もしブラジルの異議申し立てが受理されるなら、米国のエタノール生産に大きな影響を来たすと予想される。ブラジルが懸念したのは、米政府の補助金七三億ドルがWTO設定の上限を超過しているからだ。米政府はWTOの補助金上限を一九九〇年に認めた。
米議会に上程されたのは、来る四年間の農業補助金や数々のトウモロコシ生産者保護令である。米国の次期政権に向けた各候補者の公約が飛び交う中、交渉は予断を許さないとみている。双方の合意に至らない場合、伯政府は国際司法裁判所への提訴も考えている。
ブラジルの異議申し立ては、まさに米国の泣き所を突いた。どの次期大統領候補もエタノールを切り札にしているからだ。民主党候補のオバマ氏は、選挙運動をトウモロコシ生産の本場アイオワ州から始めた。農業生産者を取り込むためである。
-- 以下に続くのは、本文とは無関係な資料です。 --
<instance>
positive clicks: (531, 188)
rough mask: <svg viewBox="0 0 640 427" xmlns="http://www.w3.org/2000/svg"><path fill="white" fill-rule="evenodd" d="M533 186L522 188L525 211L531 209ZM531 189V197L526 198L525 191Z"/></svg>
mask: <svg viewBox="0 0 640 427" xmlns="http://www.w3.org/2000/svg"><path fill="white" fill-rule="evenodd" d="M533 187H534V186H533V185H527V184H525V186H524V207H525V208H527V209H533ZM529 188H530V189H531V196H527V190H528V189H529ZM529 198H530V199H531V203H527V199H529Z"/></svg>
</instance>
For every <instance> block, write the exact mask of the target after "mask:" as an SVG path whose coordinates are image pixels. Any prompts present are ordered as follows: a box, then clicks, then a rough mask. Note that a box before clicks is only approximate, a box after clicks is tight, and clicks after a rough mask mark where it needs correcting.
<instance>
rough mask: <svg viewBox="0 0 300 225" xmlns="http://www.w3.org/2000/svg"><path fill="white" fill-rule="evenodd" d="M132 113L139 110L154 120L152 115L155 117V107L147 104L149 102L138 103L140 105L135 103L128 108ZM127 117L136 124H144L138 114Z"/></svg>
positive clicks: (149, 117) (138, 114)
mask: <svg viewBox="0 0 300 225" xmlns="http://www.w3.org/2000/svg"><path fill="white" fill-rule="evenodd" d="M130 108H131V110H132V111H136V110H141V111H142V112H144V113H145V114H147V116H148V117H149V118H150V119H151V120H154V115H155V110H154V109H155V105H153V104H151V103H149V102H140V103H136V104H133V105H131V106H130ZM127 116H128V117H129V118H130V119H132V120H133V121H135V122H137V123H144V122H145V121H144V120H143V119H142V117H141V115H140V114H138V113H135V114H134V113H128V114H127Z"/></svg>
米国は二〇三〇年までに六〇〇億ガロンのエタノールを生産すると生産者を焚きつけた。
エドワード候補は二〇二五年までに六五〇億ガロンとぶち上げた。全ての乗用車は、ガソリンとエタノール両用のフレックス燃料車にするという。生産者への農業補助金も大判振る舞いを公約した。
米国のトウモロコシ生産者は過去十年間、五一〇億ドルの農業補助金を受け取った。この金額は小麦生産者の二倍、大豆生産者の四倍である。エタノール生産の大手ミッドランドは莫大な補助金を受け取り、補助金取り付けの謝礼を政治家へばら撒いた。
米国ではエタノール生産に二〇〇種類の補助制度があり、現在五五億ドルを交付している。また選挙の公約通りにトウモロコシの農業補助金が供与されるなら、米政府は国債を発行したり国際金融から大口融資を受けることになり、エタノールはロビイストの食い物になる。